Hamas says waiting for Israeli response on ceasefire proposal

Hamas
Hamas is waiting for a response from Israel on its ceasefire proposal, two officials from the Palestinian group said on Sunday, five days after it accepted a key part of a US plan aimed at ending the nine-month-old war in Gaza.
“We have left our response with the mediators and are waiting to hear the occupation’s response,” one of the two Hamas officials told Reuters, asking not to be identified.
Israeli Prime Minister Benjamin Netanyahu was scheduled to hold consultations on Sunday on the next steps in negotiating the three-phase plan that was presented in May by US President Joe Biden and is being mediated by Qatar and Egypt.
It aims to end the war and free around 120 Israeli hostages being held by Hamas.
Another Palestinian official, with knowledge of the ceasefire deliberations, said Israel was in talks with the Qataris.
“They have discussed with them Hamas’ response and they promised to give them Israel’s response within days,” the official, who asked not to be identified, told Reuters on Sunday.
Netanyahu has said that negotiations would continue this week but has not given any detailed timeline.
Hamas has dropped a key demand that Israel first commit to a permanent ceasefire before it would sign an agreement. Instead, it said it would allow negotiations to achieve that throughout the six-week first phase, a Hamas source told Reuters on Saturday on condition of anonymity because the talks are private.
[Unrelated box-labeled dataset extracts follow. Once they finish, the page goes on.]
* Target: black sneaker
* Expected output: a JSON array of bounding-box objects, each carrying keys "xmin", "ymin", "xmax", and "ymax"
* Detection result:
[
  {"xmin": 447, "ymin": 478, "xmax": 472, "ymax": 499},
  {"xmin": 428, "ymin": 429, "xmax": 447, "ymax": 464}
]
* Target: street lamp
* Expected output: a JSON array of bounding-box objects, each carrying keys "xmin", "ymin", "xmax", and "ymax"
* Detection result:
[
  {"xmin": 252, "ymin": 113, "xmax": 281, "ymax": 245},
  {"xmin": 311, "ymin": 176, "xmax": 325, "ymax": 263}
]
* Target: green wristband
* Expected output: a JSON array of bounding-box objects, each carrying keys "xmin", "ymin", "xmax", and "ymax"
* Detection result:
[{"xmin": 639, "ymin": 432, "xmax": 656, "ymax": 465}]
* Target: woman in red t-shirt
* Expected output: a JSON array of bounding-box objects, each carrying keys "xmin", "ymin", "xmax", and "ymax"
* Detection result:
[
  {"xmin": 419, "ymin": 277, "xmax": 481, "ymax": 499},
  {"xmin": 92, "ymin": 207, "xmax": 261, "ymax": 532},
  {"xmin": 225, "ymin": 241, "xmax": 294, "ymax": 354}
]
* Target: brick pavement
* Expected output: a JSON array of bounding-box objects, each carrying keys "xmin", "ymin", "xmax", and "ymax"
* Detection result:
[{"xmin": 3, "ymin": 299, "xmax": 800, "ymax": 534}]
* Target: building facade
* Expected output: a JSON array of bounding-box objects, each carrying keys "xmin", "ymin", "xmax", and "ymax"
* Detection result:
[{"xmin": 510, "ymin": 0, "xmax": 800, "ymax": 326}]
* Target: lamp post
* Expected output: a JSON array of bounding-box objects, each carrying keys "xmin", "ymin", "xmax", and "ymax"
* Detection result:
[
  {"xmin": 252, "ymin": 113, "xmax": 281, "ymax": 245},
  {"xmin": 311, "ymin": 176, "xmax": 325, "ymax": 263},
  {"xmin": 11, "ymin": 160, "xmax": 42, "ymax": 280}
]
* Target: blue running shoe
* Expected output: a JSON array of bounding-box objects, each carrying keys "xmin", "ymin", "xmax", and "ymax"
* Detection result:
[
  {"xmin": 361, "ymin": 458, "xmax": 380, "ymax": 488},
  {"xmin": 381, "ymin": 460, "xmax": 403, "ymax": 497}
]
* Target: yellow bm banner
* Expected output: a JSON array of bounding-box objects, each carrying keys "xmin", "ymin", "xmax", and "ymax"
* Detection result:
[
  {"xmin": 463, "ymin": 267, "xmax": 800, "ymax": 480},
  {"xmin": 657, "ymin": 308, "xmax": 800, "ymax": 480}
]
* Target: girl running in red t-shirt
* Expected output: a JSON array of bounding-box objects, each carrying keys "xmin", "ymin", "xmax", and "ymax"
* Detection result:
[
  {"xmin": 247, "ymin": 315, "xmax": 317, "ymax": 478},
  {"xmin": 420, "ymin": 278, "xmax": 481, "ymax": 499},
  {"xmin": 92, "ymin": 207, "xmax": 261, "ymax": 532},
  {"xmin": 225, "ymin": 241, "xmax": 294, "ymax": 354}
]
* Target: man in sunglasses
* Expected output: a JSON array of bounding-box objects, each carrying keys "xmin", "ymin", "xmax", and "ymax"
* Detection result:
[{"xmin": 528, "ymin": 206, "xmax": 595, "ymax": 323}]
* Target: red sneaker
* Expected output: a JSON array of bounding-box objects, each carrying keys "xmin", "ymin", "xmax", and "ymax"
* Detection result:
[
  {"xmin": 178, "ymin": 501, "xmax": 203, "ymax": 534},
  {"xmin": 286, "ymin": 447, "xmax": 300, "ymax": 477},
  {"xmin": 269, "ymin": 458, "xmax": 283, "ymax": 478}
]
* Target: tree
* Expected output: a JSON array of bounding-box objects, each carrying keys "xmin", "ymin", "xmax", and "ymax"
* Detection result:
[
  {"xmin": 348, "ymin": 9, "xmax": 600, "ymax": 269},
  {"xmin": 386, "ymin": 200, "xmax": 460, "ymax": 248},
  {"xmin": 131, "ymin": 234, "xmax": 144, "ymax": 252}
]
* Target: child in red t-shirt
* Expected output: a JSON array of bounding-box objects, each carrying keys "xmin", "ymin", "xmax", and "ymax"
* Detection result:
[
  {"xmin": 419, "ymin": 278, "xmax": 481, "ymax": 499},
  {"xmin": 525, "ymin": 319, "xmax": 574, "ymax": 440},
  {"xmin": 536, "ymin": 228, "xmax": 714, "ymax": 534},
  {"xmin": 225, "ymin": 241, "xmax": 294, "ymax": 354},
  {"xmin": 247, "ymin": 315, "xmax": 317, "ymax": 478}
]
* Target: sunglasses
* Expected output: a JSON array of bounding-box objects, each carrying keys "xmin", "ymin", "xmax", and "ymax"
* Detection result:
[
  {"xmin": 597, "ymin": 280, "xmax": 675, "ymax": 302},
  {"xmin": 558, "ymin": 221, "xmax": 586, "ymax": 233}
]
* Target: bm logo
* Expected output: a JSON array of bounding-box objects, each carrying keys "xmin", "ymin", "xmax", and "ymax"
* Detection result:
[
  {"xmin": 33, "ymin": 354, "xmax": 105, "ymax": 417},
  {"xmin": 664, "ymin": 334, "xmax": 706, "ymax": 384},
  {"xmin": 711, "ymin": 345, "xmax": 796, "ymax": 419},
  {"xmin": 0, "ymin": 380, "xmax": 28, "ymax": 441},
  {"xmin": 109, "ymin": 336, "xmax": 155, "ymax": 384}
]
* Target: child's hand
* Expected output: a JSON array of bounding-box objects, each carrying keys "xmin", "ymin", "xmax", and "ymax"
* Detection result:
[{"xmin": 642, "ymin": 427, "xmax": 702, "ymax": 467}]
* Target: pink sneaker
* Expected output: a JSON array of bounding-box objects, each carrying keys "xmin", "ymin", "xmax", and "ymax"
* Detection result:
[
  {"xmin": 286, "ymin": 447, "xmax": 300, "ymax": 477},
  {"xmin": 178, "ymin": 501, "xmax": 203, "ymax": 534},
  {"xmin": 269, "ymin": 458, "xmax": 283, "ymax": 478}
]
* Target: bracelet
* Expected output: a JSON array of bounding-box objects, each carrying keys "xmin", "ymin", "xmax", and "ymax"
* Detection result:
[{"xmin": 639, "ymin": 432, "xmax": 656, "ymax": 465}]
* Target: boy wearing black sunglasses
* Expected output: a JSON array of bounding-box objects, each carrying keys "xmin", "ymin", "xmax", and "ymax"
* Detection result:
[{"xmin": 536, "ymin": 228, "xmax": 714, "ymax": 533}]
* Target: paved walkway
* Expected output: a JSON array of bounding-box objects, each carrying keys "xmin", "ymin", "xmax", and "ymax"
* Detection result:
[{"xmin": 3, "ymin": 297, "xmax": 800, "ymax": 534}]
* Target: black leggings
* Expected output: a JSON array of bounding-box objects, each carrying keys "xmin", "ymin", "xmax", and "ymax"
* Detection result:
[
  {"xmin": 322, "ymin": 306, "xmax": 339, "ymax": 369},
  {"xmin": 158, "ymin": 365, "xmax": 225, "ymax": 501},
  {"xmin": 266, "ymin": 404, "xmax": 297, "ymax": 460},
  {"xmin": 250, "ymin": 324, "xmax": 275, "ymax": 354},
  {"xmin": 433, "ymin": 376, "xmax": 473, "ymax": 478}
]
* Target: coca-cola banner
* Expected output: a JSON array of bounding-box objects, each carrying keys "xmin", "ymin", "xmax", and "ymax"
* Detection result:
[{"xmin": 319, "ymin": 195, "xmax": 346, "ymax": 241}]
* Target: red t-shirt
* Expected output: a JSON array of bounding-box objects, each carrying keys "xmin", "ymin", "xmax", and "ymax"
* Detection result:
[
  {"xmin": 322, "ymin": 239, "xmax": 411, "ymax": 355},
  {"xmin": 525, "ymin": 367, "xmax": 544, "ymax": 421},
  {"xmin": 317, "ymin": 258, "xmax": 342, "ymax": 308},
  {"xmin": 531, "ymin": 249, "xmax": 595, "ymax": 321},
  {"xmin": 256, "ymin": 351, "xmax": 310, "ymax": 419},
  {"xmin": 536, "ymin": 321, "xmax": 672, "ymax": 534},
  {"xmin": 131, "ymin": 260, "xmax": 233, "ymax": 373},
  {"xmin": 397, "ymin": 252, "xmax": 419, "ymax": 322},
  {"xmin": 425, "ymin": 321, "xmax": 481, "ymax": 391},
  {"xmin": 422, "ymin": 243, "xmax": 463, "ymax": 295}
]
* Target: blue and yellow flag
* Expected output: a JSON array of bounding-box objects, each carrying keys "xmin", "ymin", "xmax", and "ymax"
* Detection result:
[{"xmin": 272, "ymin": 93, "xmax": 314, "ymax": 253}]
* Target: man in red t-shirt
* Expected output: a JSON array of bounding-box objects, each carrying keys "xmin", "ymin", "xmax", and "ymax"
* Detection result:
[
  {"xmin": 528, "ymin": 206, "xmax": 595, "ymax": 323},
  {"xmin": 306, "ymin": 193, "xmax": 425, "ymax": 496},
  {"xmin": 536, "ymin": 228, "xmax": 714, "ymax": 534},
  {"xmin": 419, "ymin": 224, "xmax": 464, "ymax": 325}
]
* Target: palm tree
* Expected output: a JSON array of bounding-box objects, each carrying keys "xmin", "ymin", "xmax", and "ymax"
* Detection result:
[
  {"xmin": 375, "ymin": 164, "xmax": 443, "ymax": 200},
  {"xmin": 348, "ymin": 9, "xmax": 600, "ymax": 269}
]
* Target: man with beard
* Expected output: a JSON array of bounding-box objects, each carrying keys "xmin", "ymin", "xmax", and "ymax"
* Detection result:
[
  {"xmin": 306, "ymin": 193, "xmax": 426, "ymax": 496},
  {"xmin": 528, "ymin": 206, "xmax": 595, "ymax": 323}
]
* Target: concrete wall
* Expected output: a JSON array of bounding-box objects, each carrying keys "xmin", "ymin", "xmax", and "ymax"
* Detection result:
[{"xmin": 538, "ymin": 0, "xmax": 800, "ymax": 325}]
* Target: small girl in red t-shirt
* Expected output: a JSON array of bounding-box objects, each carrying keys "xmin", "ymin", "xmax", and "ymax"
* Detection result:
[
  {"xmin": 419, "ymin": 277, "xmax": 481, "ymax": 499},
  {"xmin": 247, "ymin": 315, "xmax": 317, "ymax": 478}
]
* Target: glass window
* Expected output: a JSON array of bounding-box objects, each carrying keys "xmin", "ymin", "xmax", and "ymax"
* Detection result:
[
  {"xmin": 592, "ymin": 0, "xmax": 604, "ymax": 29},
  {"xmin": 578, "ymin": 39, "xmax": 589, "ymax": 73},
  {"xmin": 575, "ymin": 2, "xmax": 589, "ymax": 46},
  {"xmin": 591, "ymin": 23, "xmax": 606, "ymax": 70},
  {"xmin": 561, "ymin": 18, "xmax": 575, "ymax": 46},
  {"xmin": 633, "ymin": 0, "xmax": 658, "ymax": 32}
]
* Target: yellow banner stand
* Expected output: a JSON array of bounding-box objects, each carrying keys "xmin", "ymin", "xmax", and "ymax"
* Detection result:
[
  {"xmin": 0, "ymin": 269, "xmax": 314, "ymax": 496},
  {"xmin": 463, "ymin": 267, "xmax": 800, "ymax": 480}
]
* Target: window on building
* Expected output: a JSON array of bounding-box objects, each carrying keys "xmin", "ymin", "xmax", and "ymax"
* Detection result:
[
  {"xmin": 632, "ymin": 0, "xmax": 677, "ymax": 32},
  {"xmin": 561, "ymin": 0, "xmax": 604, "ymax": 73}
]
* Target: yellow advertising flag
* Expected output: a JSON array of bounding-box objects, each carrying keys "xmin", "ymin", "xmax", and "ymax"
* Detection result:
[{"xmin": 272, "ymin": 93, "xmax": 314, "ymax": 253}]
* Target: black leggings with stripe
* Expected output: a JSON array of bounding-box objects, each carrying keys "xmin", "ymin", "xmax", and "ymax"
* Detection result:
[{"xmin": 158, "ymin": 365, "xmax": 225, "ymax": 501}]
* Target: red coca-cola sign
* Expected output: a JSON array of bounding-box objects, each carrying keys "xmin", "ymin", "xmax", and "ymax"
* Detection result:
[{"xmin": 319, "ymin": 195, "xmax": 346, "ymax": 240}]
A Palestinian official close to the peace efforts has said the proposal could lead to a framework agreement if embraced by Israel and would end the war.
US Central Intelligence Agency Director William Burns will travel to Qatar this week for negotiations, a source familiar with the matter said.
More than 38 000 Palestinians have been killed in Israel’s military onslaught, according to Gaza health officials, and the coastal enclave has largely been reduced to rubble.
On Sunday, an Israeli airstrike killed Ehab Al-Ghussein, the Hamas-appointed deputy minister of labour, and three other people at a church-run school in western Gaza City sheltering Christian and Muslim families, Hamas media and the Civil Emergency Service said.
The Israeli military said that after it took steps to minimise the risk of civilians being harmed there, it struck militants who were hiding in the school, as well as a facility in the vicinity where weapons were being made.
Ghussein’s wife and children had been killed in an Israeli strike in May.